Option A - Use DVC (probably with an S3 bucket) B - Consider Git-LFS since it's integrated to Github and we're aiming to use the specific, narrow use case of large file storage (not really a data management need). C - ?

Either way it's be nice to have it setup automatically with yarn for dev envs.

Cc @casperdcl didn't you propose a related solution for another repo? Thanks

jorgeorpinel avatar Mar 15 '22 01:03 jorgeorpinel

Thanks, @jorgeorpinel for bringing this up, we need more discussion on this. We have already discussed it a little on slack and have also mentioned this on #docs meeting but haven't reached a conclusion overall.

Option A - Use DVC (probably with an S3 bucket)

  • As @casperdcl mentioned we would need to address this issue:

one problem is making sure the S3 etc. storage that DVC uses is publicly readable but only writable by us. Then the next problem is how do we handle external contributions? How do they write to our storage?

B - Consider Git-LFS since it's integrated to Github and we're aiming to use the specific, narrow use case of large file storage (not really a data management need).

For this we need to be okay with : why-you-shouldn't-use-git-lfs

  • Still the blog may not be 100% right
    • https://github.com/git-lfs/git-lfs#uninstalling
  • another list of limitations by git-lfs : https://github.com/git-lfs/git-lfs/wiki/Limitations

C - ?

Possible option C was I mentioned using some content management tools(cms for content as well as media management): we have pros and cons and little discussion on slack

If we choose to go with one of the above: Option A:

  • I can collaborate with someone who knows DVC well and submit a pr

Option B:

  • I can submit a pr on this

Option C:

  • If we do consider cms, we would need to find a suitable one. popular headless cms with Gatsby
  • This one will have other advantages as well but would take some significant development time.

yathomasi avatar Mar 15 '22 11:03 yathomasi

propose a related solution for another repo

As I recall I'd also suggested an option of using a submodule (e.g. https://github.com/iterative/static) for images (so that the base repo doesn't bloat in size).

Cons: Would require people to shallow-clone/checkout/init submodules but maybe easiest? From discussion with @shcheklein I also recall the gatsby build will also have to checkout the submodule in order to perform image optimisations.

casperdcl avatar Mar 15 '22 17:03 casperdcl

one problem is making sure the S3 etc. storage that DVC uses is publicly readable but only writable by us

Quite doable: you config up 2 remotes to the same storage, the read-only one via HTTP in .dvc/config and the one for writing in .dvc/congif.local (needs to be setup manually as part of the dev env setup, which should be documented in the README and/or here.)

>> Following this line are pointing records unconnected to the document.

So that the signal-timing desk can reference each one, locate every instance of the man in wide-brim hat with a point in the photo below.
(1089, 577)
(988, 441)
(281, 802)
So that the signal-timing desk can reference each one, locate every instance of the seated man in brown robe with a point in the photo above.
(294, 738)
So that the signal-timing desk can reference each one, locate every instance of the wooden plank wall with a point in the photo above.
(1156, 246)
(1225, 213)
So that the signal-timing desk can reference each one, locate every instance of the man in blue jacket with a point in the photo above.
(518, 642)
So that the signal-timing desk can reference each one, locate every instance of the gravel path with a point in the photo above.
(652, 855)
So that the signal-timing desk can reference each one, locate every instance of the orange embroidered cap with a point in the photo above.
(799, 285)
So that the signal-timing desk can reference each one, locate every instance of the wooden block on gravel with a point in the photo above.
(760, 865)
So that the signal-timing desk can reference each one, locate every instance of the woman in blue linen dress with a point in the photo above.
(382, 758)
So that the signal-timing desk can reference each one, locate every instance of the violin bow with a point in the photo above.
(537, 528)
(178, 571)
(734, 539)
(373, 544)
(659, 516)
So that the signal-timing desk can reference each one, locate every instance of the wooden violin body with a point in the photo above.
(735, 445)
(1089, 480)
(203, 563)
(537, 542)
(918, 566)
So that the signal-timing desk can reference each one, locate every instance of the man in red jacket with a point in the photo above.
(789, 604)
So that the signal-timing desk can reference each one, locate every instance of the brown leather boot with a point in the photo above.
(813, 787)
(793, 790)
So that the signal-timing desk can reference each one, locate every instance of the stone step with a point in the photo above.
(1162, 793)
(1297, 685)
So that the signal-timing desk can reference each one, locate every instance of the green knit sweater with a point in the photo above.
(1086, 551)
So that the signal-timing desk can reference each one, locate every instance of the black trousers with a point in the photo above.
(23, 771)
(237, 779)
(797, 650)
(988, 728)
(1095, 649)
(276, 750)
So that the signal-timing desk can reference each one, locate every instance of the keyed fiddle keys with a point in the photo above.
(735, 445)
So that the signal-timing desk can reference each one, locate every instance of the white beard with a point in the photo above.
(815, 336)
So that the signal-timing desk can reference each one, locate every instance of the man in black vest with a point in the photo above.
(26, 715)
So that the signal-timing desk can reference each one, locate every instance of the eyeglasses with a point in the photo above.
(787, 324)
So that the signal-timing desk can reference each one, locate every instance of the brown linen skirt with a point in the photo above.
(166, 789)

Indeed the LFS integration with GH makes this easier for devs though.

how do we handle external contributions? How do they write to our storage?

Good question. It's not a common case though so maybe not to worry about? In the serare cases they'd have to upload it to the PR during review and we'd process images appropriately once it's approved, before squash & merge.

Maybe GH/LFS also makes this easier? If so I'd have to incline for LFS at this point.

we need to be okay with : why-you-shouldn't-use-git-lfs

We'd want to rewrite the whole repo history to remove image files with either option I think. I don't think it's a problem for a web app -- we never deploy much older versions?

Possible option C was I mentioned using some content management tools(cms

Interesting but how does it integrate with the existing engine? Do we want to manage 2 web apps? Sorry, I can't open the Slack links (feel free to @ me directly on Slack though). BTW we'd still want to rewrite history and remove all images from the repo, I believe.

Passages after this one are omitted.